AToM & VXLAN

Hi,
I am preparing the CCIE but I like to know how apply the most of technologies in the real world as well. In the case o AToM I think that is not useful because we have VXLAN that let us Layer2 transport as well and furthermore let us to transport all protocols like LACP, BGP, Multicast, MPLS traffic… Looks like that AToM only can transport legacy protocols like Frame Relay or PPP :slight_smile: I would like your opinion.

Thanks!

Hello Alfredo,

AToM and VXLAN both transport L2 but they do work differently and have different use cases.

AToM is an older protocol, I think from ~2002 and you can use it to transport different L2 protocols over MPLS only. You can transport Ethernet, ATM (AAL5 and cell relay), frame-relay, PPP, and HDLC over MPLS with it. You need to configure it as a pseudowire between two PE routers so it’s a point-to-point link.

VXLAN is a data center technology.

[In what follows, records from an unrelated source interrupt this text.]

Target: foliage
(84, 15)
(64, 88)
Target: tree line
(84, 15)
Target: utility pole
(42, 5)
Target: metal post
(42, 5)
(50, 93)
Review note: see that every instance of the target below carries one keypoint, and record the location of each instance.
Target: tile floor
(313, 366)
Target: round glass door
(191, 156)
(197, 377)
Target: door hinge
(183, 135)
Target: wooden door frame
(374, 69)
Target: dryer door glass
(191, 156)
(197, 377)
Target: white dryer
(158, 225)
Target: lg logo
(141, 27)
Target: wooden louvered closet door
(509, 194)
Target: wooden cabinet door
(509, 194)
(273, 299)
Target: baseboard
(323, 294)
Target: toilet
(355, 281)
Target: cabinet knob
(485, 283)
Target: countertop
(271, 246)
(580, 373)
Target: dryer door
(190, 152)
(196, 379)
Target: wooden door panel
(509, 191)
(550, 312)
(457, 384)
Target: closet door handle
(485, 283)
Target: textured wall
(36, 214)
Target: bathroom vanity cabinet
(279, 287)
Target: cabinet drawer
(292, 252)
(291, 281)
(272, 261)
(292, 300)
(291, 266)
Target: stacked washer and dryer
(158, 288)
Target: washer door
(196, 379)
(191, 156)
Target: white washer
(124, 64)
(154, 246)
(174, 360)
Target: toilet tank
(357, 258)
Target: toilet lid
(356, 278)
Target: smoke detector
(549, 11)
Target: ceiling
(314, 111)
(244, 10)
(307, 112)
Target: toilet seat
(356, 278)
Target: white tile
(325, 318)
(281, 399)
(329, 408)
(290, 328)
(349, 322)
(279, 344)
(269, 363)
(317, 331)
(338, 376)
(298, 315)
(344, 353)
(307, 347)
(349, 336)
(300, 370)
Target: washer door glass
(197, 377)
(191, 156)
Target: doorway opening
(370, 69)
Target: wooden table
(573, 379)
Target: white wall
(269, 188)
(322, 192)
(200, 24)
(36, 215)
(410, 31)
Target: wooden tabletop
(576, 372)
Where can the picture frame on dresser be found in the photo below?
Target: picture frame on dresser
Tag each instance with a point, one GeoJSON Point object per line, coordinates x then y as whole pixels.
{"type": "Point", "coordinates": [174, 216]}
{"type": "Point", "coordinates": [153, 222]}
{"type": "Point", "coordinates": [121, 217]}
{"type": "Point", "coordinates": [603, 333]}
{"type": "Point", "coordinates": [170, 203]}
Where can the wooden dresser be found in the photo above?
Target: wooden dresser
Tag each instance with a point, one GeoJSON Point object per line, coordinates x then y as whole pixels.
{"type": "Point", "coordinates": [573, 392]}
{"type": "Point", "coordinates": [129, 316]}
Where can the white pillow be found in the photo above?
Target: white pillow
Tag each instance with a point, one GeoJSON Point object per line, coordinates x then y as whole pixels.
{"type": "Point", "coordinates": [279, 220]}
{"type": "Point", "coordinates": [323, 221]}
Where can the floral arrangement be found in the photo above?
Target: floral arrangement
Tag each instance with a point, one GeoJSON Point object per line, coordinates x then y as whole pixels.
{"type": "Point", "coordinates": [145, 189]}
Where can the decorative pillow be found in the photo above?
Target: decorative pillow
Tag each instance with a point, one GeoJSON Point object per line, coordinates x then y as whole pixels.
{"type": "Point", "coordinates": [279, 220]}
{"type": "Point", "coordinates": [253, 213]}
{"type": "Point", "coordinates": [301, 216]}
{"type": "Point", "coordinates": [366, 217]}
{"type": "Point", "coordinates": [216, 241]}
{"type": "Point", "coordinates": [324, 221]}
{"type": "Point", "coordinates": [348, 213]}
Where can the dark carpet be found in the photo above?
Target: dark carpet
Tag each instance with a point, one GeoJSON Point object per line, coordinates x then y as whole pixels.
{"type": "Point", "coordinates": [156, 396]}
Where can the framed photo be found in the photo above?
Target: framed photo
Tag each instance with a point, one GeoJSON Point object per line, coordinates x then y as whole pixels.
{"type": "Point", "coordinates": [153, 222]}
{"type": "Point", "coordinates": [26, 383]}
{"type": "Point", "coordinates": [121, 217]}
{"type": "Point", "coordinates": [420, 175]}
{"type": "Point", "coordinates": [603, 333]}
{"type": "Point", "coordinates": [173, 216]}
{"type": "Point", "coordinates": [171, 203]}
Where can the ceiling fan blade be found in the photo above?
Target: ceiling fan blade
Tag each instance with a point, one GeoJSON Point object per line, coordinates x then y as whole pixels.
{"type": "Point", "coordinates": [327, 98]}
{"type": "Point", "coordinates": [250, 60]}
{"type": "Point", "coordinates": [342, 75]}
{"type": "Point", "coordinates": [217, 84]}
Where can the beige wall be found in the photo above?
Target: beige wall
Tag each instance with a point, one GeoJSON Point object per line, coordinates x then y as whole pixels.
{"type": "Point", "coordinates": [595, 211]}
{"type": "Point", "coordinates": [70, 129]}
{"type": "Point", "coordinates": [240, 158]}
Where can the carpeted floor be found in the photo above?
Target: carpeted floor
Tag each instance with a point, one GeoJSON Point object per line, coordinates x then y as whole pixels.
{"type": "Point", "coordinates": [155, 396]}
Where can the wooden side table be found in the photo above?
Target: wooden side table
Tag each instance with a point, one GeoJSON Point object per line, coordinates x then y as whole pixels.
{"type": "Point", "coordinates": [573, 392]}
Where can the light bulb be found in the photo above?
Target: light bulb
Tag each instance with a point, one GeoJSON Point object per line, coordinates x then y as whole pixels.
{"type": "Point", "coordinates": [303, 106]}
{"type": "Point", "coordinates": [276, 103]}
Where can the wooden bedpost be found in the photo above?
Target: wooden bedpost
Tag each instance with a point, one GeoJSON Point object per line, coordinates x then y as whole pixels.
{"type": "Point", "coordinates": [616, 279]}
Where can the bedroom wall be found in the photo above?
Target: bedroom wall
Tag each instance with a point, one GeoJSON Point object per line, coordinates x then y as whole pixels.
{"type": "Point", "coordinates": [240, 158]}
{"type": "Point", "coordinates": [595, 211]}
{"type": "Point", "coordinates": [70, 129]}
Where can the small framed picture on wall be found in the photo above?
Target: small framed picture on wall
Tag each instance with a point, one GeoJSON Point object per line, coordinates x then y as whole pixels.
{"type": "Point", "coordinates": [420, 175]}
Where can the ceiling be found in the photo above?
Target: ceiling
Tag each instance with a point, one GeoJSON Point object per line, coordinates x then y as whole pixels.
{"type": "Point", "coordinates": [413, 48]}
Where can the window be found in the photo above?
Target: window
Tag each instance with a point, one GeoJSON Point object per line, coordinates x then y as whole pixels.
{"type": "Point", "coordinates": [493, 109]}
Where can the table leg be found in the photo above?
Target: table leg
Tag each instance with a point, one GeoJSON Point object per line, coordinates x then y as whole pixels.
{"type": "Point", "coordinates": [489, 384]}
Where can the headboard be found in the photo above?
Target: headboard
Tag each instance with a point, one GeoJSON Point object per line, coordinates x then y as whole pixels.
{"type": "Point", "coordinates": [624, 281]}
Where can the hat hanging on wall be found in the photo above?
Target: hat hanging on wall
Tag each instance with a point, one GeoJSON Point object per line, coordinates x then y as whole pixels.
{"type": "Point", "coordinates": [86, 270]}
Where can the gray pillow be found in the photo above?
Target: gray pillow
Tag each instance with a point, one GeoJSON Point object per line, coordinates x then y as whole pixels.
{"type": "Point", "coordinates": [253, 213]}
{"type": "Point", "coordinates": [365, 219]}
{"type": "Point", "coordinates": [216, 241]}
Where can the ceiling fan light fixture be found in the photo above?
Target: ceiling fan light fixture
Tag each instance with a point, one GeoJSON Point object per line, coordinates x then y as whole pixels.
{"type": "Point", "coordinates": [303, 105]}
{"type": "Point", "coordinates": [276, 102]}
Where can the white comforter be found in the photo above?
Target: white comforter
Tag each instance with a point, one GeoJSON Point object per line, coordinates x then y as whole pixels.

In data centers, the 4096 VLANs that 802.1Q offers is way too few. Before virtualization, it used to be 1 physical server = 1 MAC address. Nowadays with virtualization, we run dozens of VMs on a single physical server, trying to isolate those with only 4096 VLANs is a problem. Also, you can run into table issues with ToR (Top-of-Rack) switches that have to store too many MAC addresses in their tables.

VXLAN solves these “L2 issues” by creating an L2 overlay network over IP. It allows you to transport L2 (Ethernet) over an L3 network and has 24 bits so there’s ~16 million VLANs.